Screening is very good and would most probably prevent death – but it won’t stop me from getting sick and I doubt whether it would prevent me from having to go through this process eventually.

I remember walking back from St Vincent’s with Mum when I asked if the radiotherapy was making her better. She explained that it was just stopping it where it was, not making it better.   I know treatment is better now, but I have the chance to avoid that altogether.  Mum died still looking after all of us. Even on the day she died she asked us if we had clean foil on the grill for cutlets. I don’t want that for my family and I can’t put my dad through all that again.

Dad remarried very quickly and there is no mention, no evidence of my mother anymore in their home – only memories.

I will do whatever it takes to overcome this.  I wonder whether my children will have to manage this problem too.  Do I trust to luck that the gene will not be passed on?  Do I trust that science will find a way to manage the problem in future?  Or do I stop this genetic fault now through use of PGD?  That is the next bridge to cross.

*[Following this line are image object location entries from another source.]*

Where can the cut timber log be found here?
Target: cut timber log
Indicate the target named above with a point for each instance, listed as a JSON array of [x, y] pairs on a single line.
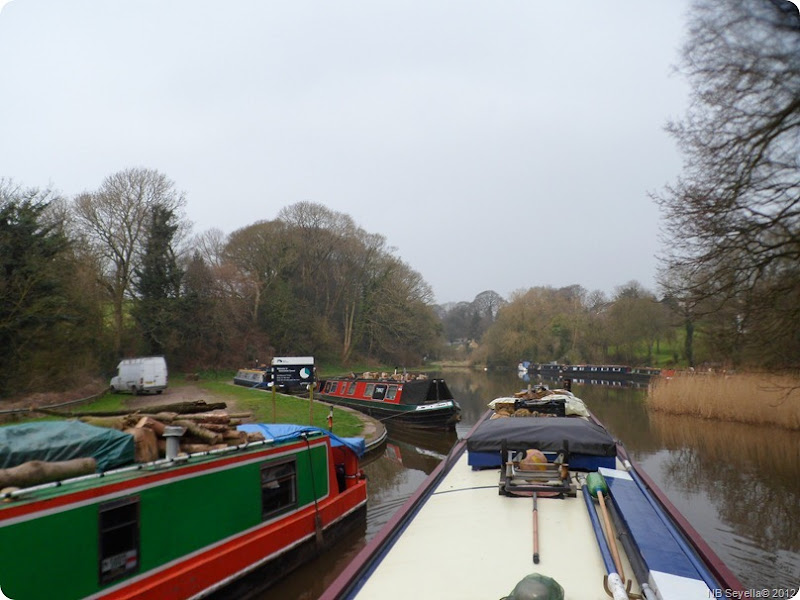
[[199, 432], [151, 423], [117, 422], [145, 447], [216, 418], [36, 472], [195, 448]]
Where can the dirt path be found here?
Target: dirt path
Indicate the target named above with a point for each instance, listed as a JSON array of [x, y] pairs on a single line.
[[182, 393]]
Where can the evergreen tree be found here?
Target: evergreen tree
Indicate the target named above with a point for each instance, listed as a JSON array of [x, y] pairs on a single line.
[[158, 284], [34, 275]]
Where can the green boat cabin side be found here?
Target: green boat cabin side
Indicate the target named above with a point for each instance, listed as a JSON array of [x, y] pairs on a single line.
[[78, 550]]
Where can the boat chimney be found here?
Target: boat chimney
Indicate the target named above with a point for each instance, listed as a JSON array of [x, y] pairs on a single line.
[[173, 435]]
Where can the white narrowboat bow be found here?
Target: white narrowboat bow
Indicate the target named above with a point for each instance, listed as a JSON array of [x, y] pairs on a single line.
[[588, 525]]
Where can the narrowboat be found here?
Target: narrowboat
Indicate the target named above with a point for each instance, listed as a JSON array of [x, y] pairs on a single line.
[[189, 526], [538, 501], [398, 399]]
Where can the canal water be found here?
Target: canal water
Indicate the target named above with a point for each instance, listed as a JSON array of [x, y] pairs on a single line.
[[738, 485]]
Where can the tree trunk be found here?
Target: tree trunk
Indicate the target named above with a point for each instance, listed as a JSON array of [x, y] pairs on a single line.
[[36, 472]]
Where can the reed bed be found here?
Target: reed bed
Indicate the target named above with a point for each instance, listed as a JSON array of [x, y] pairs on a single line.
[[750, 398]]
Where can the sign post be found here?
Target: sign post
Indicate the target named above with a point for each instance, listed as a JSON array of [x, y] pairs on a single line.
[[293, 372]]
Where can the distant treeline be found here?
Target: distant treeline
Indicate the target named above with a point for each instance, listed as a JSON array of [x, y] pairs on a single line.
[[115, 272]]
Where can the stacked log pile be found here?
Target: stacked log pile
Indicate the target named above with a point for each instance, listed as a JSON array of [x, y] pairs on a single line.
[[203, 431]]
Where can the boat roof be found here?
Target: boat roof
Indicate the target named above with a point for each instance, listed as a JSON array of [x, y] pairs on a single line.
[[157, 469], [545, 433], [285, 430]]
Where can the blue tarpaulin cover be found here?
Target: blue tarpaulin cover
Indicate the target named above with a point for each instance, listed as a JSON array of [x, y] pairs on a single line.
[[278, 431], [64, 440]]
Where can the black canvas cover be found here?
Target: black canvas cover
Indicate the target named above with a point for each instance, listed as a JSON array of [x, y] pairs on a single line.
[[543, 433]]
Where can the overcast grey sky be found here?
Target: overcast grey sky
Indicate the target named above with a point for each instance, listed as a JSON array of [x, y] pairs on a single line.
[[496, 144]]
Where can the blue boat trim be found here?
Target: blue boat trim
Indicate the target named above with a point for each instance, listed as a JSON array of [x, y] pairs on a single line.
[[666, 555]]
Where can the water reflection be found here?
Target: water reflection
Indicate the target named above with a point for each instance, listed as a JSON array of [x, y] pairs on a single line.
[[739, 486], [741, 490]]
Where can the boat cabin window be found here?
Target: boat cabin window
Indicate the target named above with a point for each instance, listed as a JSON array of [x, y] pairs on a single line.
[[118, 525], [278, 488]]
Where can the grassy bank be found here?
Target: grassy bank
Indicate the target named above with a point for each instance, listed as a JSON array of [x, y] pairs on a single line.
[[751, 398], [286, 409]]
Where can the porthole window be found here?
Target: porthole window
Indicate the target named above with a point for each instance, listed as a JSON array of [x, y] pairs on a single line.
[[278, 488], [119, 539]]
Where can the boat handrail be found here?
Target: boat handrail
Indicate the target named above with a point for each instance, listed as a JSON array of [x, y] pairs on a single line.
[[161, 462]]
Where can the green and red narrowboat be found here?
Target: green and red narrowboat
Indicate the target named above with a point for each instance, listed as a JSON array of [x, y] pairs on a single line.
[[400, 399], [184, 527]]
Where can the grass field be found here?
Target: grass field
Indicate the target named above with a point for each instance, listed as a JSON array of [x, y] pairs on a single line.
[[286, 409], [752, 398]]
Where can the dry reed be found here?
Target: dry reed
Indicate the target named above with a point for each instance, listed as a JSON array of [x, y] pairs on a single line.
[[752, 398]]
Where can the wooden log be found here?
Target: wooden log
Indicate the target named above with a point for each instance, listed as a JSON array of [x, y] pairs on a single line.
[[36, 472], [195, 448], [152, 424], [165, 417], [240, 415], [216, 418], [117, 422], [240, 438], [145, 445], [195, 430], [216, 427]]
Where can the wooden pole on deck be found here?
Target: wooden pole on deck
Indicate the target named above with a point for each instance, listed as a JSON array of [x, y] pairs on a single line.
[[311, 403], [535, 531]]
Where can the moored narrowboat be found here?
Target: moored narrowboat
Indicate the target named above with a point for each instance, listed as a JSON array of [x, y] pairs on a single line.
[[538, 501], [399, 399], [183, 527]]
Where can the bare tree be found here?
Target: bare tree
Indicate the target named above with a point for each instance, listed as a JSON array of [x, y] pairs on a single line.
[[114, 221], [732, 220]]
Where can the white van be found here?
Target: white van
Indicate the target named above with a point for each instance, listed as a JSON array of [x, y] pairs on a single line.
[[140, 375]]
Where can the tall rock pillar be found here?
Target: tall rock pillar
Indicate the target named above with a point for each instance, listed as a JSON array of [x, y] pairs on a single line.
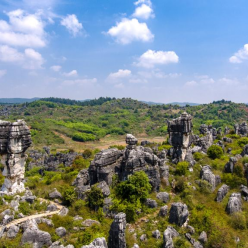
[[180, 133], [15, 139]]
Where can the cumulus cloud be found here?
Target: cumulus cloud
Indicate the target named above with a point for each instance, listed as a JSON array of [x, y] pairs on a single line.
[[72, 73], [119, 75], [143, 12], [151, 58], [2, 73], [129, 30], [72, 24], [240, 56], [30, 59], [55, 68], [23, 29]]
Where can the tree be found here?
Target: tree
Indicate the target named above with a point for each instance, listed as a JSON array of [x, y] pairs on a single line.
[[215, 151]]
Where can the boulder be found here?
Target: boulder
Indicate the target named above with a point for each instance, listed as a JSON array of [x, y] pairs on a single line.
[[168, 236], [163, 211], [117, 238], [55, 194], [151, 203], [178, 213], [35, 236], [163, 196], [156, 234], [222, 191], [234, 204], [60, 231]]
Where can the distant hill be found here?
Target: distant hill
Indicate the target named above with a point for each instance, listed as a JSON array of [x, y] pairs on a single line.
[[17, 100]]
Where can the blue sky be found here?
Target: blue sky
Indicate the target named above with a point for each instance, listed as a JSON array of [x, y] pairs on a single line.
[[153, 50]]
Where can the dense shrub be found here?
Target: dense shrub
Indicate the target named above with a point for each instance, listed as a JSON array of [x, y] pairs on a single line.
[[215, 151]]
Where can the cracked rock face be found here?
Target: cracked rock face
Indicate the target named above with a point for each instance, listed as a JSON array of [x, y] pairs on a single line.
[[178, 213], [117, 237], [15, 139]]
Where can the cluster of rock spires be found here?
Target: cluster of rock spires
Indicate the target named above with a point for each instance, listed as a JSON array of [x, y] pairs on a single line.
[[15, 139]]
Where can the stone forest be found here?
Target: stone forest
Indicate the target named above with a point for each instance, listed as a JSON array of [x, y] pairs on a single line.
[[189, 191]]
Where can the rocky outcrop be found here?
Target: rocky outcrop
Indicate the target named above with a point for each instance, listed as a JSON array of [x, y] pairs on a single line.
[[229, 167], [117, 237], [180, 133], [97, 243], [168, 236], [15, 139], [241, 129], [234, 204], [34, 236], [207, 175], [222, 191], [178, 213]]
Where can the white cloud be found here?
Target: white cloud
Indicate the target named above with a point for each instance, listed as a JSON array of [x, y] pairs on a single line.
[[191, 83], [80, 82], [72, 73], [26, 30], [143, 12], [119, 74], [148, 2], [72, 24], [2, 73], [30, 59], [129, 30], [239, 56], [55, 68], [151, 58]]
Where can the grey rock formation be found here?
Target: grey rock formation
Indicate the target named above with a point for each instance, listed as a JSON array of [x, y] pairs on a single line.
[[229, 167], [168, 236], [163, 211], [15, 139], [156, 234], [34, 236], [97, 243], [60, 231], [89, 223], [163, 196], [180, 132], [207, 175], [151, 203], [104, 188], [13, 231], [178, 213], [117, 237], [222, 191], [234, 204], [203, 238], [241, 129], [245, 151], [55, 194], [227, 140]]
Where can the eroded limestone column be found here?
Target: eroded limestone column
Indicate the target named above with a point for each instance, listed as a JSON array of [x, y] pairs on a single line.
[[15, 139]]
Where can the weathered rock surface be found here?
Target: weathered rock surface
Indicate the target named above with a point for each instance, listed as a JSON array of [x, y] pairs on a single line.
[[35, 236], [207, 175], [163, 196], [168, 236], [163, 211], [234, 204], [15, 139], [117, 237], [178, 213], [180, 133], [222, 191], [60, 231]]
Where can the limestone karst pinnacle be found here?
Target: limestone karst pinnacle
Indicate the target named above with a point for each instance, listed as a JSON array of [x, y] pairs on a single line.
[[15, 139]]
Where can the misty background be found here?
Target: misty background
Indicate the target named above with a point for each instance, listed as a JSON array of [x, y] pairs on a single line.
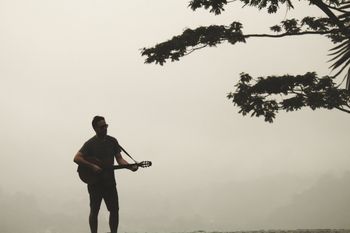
[[62, 62]]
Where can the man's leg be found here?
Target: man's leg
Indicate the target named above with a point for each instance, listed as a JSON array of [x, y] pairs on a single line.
[[114, 221], [95, 203], [112, 203], [93, 221]]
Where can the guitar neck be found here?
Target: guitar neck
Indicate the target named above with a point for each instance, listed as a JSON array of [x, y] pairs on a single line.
[[116, 167]]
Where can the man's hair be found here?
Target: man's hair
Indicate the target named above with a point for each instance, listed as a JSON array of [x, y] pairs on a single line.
[[95, 120]]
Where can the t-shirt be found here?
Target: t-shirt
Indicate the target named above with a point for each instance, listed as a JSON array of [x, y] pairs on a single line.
[[103, 150]]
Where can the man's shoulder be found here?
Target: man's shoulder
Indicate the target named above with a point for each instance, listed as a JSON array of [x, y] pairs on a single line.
[[112, 139]]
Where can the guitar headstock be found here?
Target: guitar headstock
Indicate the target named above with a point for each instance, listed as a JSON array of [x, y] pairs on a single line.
[[144, 164]]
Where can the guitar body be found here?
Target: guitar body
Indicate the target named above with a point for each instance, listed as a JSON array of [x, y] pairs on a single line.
[[88, 176]]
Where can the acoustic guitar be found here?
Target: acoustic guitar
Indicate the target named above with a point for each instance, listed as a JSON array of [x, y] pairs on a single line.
[[88, 176]]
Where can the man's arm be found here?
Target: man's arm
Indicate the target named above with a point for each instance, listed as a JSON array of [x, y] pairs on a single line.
[[122, 161], [80, 160]]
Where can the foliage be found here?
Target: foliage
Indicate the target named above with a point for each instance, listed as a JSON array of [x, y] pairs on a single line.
[[266, 96], [313, 92]]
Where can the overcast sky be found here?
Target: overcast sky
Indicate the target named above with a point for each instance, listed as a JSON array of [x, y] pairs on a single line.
[[62, 62]]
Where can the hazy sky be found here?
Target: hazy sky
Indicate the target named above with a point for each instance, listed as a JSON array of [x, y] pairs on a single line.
[[62, 62]]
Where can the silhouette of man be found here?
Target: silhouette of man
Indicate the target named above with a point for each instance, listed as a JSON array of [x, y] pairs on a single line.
[[105, 148]]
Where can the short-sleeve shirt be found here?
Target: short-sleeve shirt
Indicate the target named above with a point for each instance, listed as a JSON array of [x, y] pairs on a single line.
[[105, 151]]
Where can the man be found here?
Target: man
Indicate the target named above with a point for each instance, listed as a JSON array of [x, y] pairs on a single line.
[[104, 148]]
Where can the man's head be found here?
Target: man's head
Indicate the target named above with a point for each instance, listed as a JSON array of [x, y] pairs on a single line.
[[100, 126]]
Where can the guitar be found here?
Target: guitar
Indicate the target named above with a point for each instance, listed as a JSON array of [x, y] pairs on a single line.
[[88, 176]]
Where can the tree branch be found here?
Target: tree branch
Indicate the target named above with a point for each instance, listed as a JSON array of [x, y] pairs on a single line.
[[342, 109], [331, 15], [289, 34]]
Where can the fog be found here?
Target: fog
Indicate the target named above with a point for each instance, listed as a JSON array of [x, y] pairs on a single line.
[[62, 62]]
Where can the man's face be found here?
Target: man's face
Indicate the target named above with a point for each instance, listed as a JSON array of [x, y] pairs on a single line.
[[101, 128]]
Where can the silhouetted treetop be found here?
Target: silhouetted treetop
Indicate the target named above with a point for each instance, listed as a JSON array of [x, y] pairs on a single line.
[[308, 89]]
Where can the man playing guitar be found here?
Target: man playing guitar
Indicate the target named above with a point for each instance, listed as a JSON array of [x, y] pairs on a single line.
[[96, 154]]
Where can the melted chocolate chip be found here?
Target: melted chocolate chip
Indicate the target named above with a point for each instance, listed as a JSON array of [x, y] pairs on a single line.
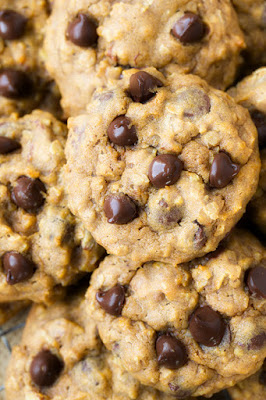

It’s strange - my sister and Dad seem to feel guilty that I am the positive one. They don’t understand that I have always been positive (or that I’m positive despite being positive, if you’ll excuse the pun!). They try to imagine how they would feel in my place, but it’s not the same.  I know they feel helpless, but I don’t know how to ease their anguish.

My husband doesn’t talk much about how he feels.  He just wants me to come through this period safe, happy and ready to enjoy the rest of our lives.  We cross each bridge as we come to it.

Mastectomy and reconstruction; Children; Ovaries removed; Three steps over the next few years and it will all be over.  I know I will beat it. Let’s just hope everyone else can.